Lo interesante de este particular reinado no son las medidas sino el acatamiento y respeto que la figura imperial producía en San Francisco. Cuando estableció impuestos a los comercios, por montos ínfimos, la inmensa mayoría cumplió con ellos mejor que con los tributos estatales. No eran pocos quienes en la calle le daban el trato de un monarca, reverencias incluídas. Comía a cuenta de la casa en cualquier restaurante de la ciudad, siempre tenía asientos reservados en los teatros e imprimía su propia moneda en billetes de bajas denominaciones, que eran aceptados en los negocios e incluso cambiados por dólares verdaderos en el ayuntamiento de la ciudad. Es que se trataba de una emisión tan recatada, que al día de hoy los pocos que existen se valúan, como rarezas, en miles de dólares.
Cuando declaró disuelta la compañía de trenes por no haberle invitado a comer gratis en uno de sus convoyes, la empresa se disculpó públicamente y le otorgó un pase vitalicio. En otra oportunidad, al ser arrestado por vagancia por un inadvertido agente del departamento de policía, una manifestación popular exigió y consiguió su liberación más las disculpas del caso. Se carteaba con la reina Victoria de Inglaterra y ésta respondía a sus misivas.
El 8 de enero de 1880 murió de un ataque de apoplejía mientras se dirigía a un evento en la Academia de Ciencias Naturales. El San Francisco Chronicle, en su edición del 11 de enero de 1880, narró bajo el título de «Le Roi Est Mort», el deceso de Norton. Como todo dinero, le encontraron cinco dólares en cambio. No tenía objetos de valor. “Toda la tarde los restos permanecieron en estado en la habitación trasera de la morgue. Miles de personas acudieron allí para ver por última vez al hombre cuyas peculiaridades de mente, atuendo y persona lo habían hecho familiar para todos”.
A su entierro asistieron más de diez mil personas y el cortejo se extendió por más de tres kilómetros. “Los tributos florales, coronas y ramos fueron tan numerosos que cubrieron por completo la tapa del ataúd”, cuenta la crónica. Otra publicación expresaría: “El Emperador Norton no mató a nadie, no robó a nadie, no se apoderó de la patria de nadie. De la mayoría de sus colegas no se puede decir lo mismo”.
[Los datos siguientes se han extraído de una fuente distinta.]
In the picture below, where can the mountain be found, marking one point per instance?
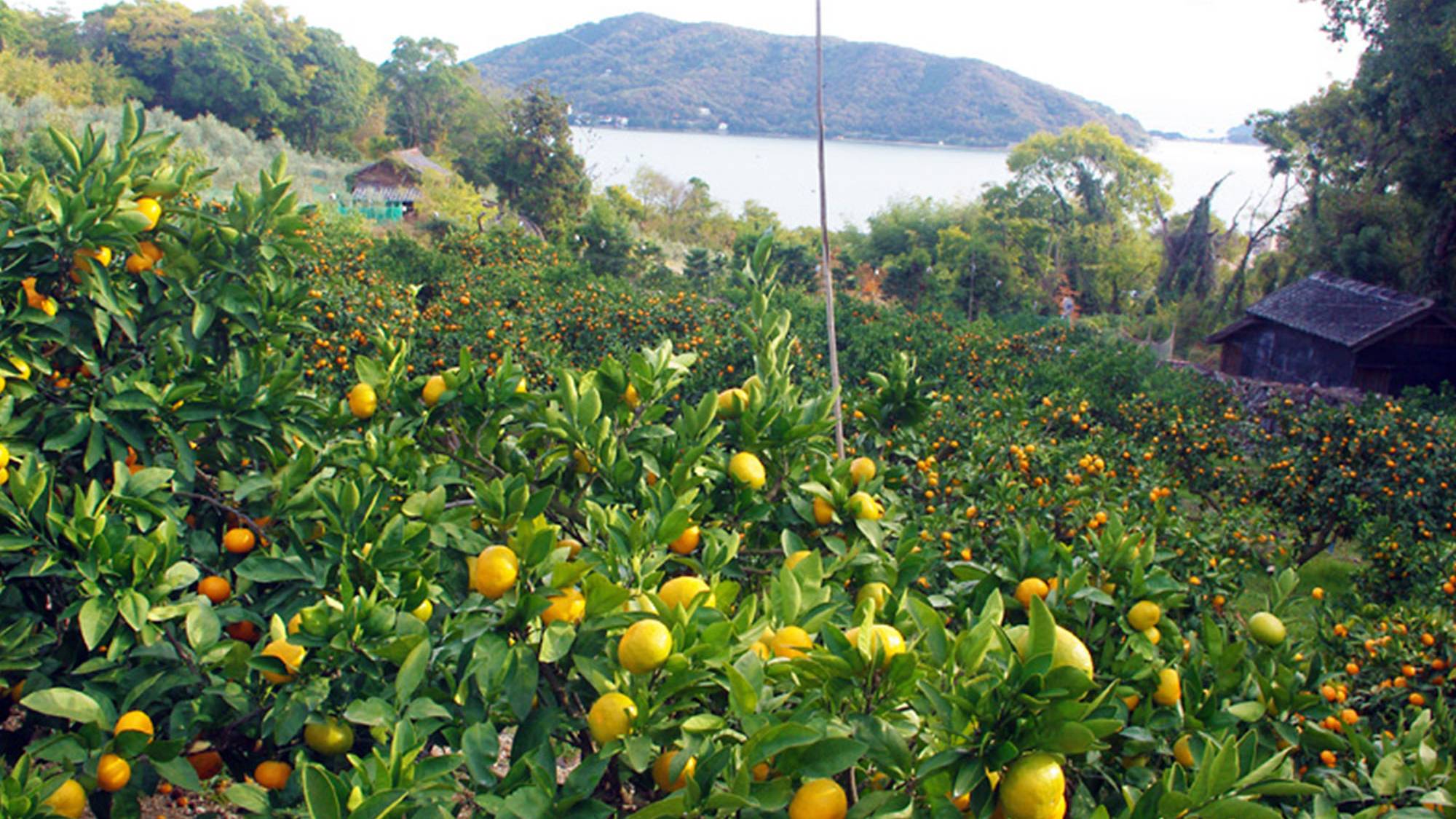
(649, 72)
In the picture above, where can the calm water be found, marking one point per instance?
(863, 177)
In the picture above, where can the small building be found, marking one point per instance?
(392, 186)
(1342, 333)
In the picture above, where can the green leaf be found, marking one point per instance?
(66, 703)
(413, 672)
(320, 793)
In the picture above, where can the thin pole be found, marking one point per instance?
(829, 279)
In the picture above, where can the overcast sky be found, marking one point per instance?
(1190, 66)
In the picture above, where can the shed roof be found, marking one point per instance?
(1337, 309)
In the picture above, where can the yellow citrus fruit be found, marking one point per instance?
(496, 571)
(215, 587)
(273, 774)
(1183, 752)
(1170, 688)
(1267, 628)
(69, 799)
(1069, 650)
(135, 721)
(363, 401)
(330, 737)
(791, 641)
(611, 717)
(876, 592)
(290, 654)
(732, 403)
(681, 590)
(1029, 587)
(646, 646)
(688, 541)
(151, 209)
(567, 606)
(113, 772)
(883, 638)
(1033, 788)
(748, 470)
(240, 541)
(435, 388)
(866, 507)
(1144, 615)
(819, 799)
(823, 512)
(861, 471)
(663, 768)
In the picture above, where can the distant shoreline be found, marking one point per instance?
(873, 142)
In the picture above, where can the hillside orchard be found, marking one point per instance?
(312, 523)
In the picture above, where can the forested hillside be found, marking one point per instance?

Norton no sólo fue aceptado porque caía simpático y no le hacía daño a nadie. Encarnaba, desde su falta de lucidez, lo que muchos estadounidenses pensaban, desde la cordura más absoluta, aunque no resultara muy concorde con la moral: que ellos eran un imperio.
Tampoco cayó en el olvido luego de su muerte. En 1980 hubo en la ciudad una multitud de ceremonias en conmemoración del centenario de su desaparición.
Como no podía ser de otra forma, la lápida en su tumba en el cementerio de Woodlawn, llevada a cabo por contribución popular, tiene el siguiente epitafio: “Emperador de los Estados Unidos y Protector de México”.